There were many recommendations in the report including workers should be viewed as an investment instead of a cost and workforce needs and economic development needs need to be more closely aligned. Yet the report neglected to identify what personnel from MIT’s Sloan School for Management and others saw as a significant issue, particularly for unskilled workers, and that was the inability of unions to have influence on worker issues. They said both automation and globalization have certainly played a role in the decreased size of unions, and because unions don’t have the power they once did, it has caused stagnant wages and benefits and a loss of voice in the workplace.
Another very good and recent example of union struggles is at the Volkswagen plant in Chattanooga, Tennessee. United Auto Workers has tried multiple times to organize the plant. Outside interest groups, politicians and others launched massive attacks against the union which didn’t help the outcome of the vote for the union. The next time UAW tried to organize was with a smaller group of the skilled trades people. That group voted for the union but management refused to recognize the it unless the entire plant voted for the union. That may happen as another attempt is going to be made. Just this last week, UAW filed a petition with the National Labor Relations Board to vote again for plant organization.
The sad part about the Volkswagen plant is the very people who are supposed to be representing ordinary Americans were the ones fighting against better wages for people and creating a workplace voice for them. Volkswagen managers who were familiar with work councils were willing to establish one at their plant so both labor and management could work together to tackle the issues they faced. They, like the companies on the Kansas City Fed website, knew the importance of investing in workers.

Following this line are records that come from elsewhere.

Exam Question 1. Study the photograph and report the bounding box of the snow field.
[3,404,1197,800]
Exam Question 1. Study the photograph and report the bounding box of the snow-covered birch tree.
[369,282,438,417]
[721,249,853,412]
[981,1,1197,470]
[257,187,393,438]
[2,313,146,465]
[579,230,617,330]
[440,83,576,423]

Any company, union or non-union, knows providing worker voice helps them be successful. As the policy analyst from the Boston Fed said when workplaces invest in workers they will see greater productivity, decreased turnover and an overall greater return for their profits. The owner of one of the companies we have worked with says the same thing. He’s been able to expand his business and also provides benefits back to the employees through such things as greater financial incentives and increased benefits.
Before we end, let’s reflect on life in America and how it relates to the Fed’s initiative. More jobs are available with the increase of technology. Skilled and unskilled workers alike are able to get a job. Cities are constantly moving and evolving which helps to expand that job creation. It’s a land of equal opportunity as people come to seek refuge from political or religious persecution and escape poverty. Other countries love to invest in the United States because the economy is strong and robust. There are new media outlets that are very popular with people and that’s created its own competition. While all of this sounds like life is wonderful, there are some major underlying issues. Those jobs that are employing so many people are those that don’t pay very much or people have to work long hours and many days to pay bills and feed families. Work environments have become less safe. Workplace accidents are occurring more often. Breaks are almost non-existent in some workplaces. Business owners are unwilling to raise wages and fight off unions. Wealthy individuals appear to be increasing their wealth and political unrest is taking place because of those who have and those who have not.
That description of life in America sounds a lot like America today doesn’t it? It’s not. That was life in America before the 20th century during the so called Gilded Age and by 1895, there was a severe panic in the financial markets. The financial system of the United States was about to collapse. Luckily one person was able to come in to prop it up for a few years before another one occurred.
The question is, do we want that to happen again? We saw what happened during the Great Recession in 2008. Is history repeating itself? Unlike 1895, we now have the Federal Reserve to watch over the economy and the Fed is saying it’s time to change. Are we willing to change our ways and work together to avoid a repeat of history?